I have a vision, and it’s not entirely pretty. I picture publications like Mother Jones and the Atlantic as trays at a buffet holding delicious, healthful offerings, cooked by professionals and subtly seasoned. A generation ago, there wasn’t much else to choose from. Today, the buffet has grown from a few tables to 100 blocks of skyscrapers, with every room on every floor of every building crammed with ceiling-high piles of chocolate-covered bacon and sriracha-drenched tacos, aka streaming videos and click-bait listicles. Yes, there’s more media-broccoli than ever, if that’s what you want (I reach for my phone before dawn each day to click posts about new projects in Alabama or policies in Brazil; sometimes I even read past the second paragraph). But the 1950s broccoli-to-lollipop ratio, in both food and media, is flipped. We are bombarded with omnipresent invitations to snack on empty calories of the mouth and mind. In this buzzy, Buzzfeed environment, will serious journalism be able to serve its meritorious messages to many people for much longer?

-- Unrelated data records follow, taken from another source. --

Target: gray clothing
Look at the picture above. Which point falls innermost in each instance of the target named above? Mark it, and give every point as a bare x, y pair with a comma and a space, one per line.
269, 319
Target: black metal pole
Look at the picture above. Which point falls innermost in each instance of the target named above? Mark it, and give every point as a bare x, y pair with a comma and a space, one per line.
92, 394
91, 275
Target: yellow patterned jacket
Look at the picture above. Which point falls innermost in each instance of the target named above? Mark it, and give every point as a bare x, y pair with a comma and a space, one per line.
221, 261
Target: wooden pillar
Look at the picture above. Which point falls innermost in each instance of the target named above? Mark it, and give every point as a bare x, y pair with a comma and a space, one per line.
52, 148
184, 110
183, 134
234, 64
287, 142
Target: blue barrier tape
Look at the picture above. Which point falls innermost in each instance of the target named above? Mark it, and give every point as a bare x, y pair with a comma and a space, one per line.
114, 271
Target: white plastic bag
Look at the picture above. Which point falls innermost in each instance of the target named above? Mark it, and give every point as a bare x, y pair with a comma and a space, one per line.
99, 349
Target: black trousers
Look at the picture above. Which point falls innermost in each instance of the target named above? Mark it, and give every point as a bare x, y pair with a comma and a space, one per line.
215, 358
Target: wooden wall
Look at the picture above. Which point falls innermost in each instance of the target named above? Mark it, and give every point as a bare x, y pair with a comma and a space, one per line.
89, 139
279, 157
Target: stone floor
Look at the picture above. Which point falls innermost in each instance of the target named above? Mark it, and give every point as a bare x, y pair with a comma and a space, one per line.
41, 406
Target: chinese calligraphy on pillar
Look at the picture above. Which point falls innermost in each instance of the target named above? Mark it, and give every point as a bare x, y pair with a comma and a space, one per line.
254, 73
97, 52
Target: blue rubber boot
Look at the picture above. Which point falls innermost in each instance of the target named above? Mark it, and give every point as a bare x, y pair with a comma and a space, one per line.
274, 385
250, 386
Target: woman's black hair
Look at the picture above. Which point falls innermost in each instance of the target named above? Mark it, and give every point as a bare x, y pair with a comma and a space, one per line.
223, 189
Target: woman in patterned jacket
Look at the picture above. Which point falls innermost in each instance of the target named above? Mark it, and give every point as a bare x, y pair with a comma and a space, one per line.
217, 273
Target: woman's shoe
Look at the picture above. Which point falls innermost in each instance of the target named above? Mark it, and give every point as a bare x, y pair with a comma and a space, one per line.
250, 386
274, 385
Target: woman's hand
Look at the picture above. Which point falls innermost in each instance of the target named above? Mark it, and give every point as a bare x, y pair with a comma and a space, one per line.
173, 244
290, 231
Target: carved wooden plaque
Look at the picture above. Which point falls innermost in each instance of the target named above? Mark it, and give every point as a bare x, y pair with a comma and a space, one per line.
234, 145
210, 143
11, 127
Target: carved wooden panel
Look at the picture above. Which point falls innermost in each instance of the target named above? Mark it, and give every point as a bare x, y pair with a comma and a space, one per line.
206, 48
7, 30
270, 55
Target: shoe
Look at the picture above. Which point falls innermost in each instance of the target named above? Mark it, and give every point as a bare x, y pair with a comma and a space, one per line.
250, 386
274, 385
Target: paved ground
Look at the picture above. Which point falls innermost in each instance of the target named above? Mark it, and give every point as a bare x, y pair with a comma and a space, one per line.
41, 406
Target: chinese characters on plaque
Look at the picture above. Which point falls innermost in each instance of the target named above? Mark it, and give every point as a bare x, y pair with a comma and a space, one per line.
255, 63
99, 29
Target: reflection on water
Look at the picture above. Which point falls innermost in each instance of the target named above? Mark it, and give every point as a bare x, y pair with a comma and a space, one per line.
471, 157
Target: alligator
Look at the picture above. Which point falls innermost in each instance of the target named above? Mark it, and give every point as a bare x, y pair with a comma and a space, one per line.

I think the answer is: only with aggressive, inventive adaptation. Which doesn’t mean this. Instead, it does means almighty writers like Tom Philpott must not only help the public connect the dots between our diet and our planet, those writers must also take up the serious assignment of how to attract readers to their table at the buffet. I’ve seen the future, and it’s not printed on paper.
Am I calling for 200-word posts, slide shows instead of 5,000-word features? Am I siding with editors who favor those screaming headlines? I don’t know. But I do know the world needs to ingest what people like Philpott are saying. It’s essential to our species’ survival. Which means those serious stories must be served on screens in ways that are delicious enough to keep people reading to the end, and coming back for seconds and thirds, for years to come.